Update Siemens industrial VPN and firewall appliances used in severe environments remain unpatched after an advisory from ICS-CERT on Tuesday disclosed that a number of serious vulnerabilities exist in the gear.
Siemens has made a number of recommendations for workarounds, but it’s unknown whether any of the RUGGEDCOM products will be patched since some of the models identified have been end of life for more than a year. A request for comment from Siemens was not returned in time for publication.
“On March 28, 2017, Siemens issued Security Advisory SSA-327980 and released a tool to resolve all 5 issues affecting RUGGEDCOM ROX I devices,” a Siemens representative told Threatpost. “Siemens will update the advisory when new information becomes available.”
Researcher Maxim Rupp privately disclosed five vulnerabilities to the vendor, and said there are no public exploits in circulation for any of the bugs, however, he said that an attacker with relatively low skill level could exploit the issues.

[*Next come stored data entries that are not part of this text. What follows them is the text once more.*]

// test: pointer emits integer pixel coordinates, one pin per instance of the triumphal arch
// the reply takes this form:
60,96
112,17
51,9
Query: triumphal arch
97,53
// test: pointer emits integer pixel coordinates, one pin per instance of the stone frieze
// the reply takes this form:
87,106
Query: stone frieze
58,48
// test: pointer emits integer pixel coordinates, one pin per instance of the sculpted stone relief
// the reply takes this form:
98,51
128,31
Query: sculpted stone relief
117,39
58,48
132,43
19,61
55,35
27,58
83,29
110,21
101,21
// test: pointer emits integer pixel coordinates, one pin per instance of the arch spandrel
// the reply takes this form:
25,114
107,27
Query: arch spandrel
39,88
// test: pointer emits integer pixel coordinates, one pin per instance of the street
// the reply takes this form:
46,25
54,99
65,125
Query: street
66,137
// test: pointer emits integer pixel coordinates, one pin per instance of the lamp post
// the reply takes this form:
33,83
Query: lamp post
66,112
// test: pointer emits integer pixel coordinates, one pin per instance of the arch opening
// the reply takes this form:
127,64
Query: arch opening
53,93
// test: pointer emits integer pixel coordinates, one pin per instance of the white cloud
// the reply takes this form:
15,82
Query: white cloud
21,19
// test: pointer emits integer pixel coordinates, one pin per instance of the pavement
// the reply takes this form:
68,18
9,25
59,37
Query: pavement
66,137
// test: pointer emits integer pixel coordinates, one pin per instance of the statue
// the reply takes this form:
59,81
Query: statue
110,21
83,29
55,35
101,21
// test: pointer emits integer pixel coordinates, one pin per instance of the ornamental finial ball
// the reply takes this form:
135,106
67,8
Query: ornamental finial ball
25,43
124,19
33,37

Rupp said that Siemens RUGGEDCOM ROX I-based RX1000 devices running firmware version ROX1.16.1 and Webmin 1.160-2.rr880, are affected.
“An authenticated, malicious remote user with low skills would be able to compromise the availability, integrity, and confidentiality of the Siemens RX1000 industrial device. The router effectively becomes an entry point into the network where it is located,” Rupp said in an advisory. “Successful exploitation of these vulnerabilities could significantly lower the security of the network area where the affected device is located. Impact to individual organizations depends on many factors that are unique to each organization.”

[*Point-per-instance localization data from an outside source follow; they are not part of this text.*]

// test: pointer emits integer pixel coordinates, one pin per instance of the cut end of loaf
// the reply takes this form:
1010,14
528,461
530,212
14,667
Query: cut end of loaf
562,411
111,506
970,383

These devices are used in so-called “harsh environments,” Siemens said, such as electric utility substations and traffic control cabinets.

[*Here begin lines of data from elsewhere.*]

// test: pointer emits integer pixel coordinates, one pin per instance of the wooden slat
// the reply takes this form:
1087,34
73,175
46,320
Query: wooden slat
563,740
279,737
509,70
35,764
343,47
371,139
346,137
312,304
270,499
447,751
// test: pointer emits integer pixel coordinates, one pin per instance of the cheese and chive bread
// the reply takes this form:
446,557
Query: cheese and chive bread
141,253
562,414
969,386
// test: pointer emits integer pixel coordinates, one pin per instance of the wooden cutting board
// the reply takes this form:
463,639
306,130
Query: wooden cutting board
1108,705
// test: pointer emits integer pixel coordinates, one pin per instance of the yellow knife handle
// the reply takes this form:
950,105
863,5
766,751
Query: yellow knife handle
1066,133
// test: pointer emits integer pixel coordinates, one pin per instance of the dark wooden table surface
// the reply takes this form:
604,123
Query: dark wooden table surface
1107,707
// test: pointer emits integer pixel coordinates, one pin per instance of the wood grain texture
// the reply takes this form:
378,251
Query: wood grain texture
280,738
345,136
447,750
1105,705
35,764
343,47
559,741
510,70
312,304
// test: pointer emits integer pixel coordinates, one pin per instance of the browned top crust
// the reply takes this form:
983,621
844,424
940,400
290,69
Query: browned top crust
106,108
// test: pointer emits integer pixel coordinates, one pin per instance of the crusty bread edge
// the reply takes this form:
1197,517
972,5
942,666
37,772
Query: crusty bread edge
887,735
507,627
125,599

Rupp said that two of the five vulnerabilities are most severe: an unrestricted file upload issue, and a server misconfiguration.
Rupp said he found two serious misconfigurations: one where the webserver fails to protect directory contents and publicly lists private data; and another where all running processes are executed from a root account.
“Using this weakness a malicious user gains significant access to further compromise the infrastructure,” Rupp said. “The ability to sniff or modify network traffic allows for multiple attacks, such as DoS, MitM, or session hijacking. This could put other devices that are located in the same network as a RX1000 device under threat.”
Rupp said that the file upload vulnerability results from a missing verification of uploaded content, and an absence of restrictions for accessing uploaded user data, meaning an attacker could upload malicious code unobstructed.
“This allows an attacker to drop scripts in the Webroot in order to execute arbitrary commands on the target host. Specifying the directory to upload was not strictly determined by the application but produced on client-side, which allows to control endpoints for file upload functionality,” Rupp said. “This issue is found in the affected scenario of the application which was available to users with limited access rights. As a consequence, an attacker is able to use this weakness to gain access to other internal hosts.”
Rupp also reported other issues, including an improper neutralization of input during webpage generation where 20 malicious inputs were processed without validation of special characters such as less-than signs or quote marks.
“These special characters will be interpreted as web-scripting elements that are processed by the browser. This leads to a possible implementation of Cross-Site Scripting attack (XSS). The XSS attack allows malicious user to execute arbitrary JavaScript code in a benign user’s browsing context and thereby get access to sensitive data,” Rupp said.
Rupp also found a path traversal vulnerability that allows an authenticated user to read arbitrary files through a web interface and access sensitive information, and a cross-site request forgery issue accessible through the same interface at TCP port 10000.
This article was updated March 29 with a comment from Siemens.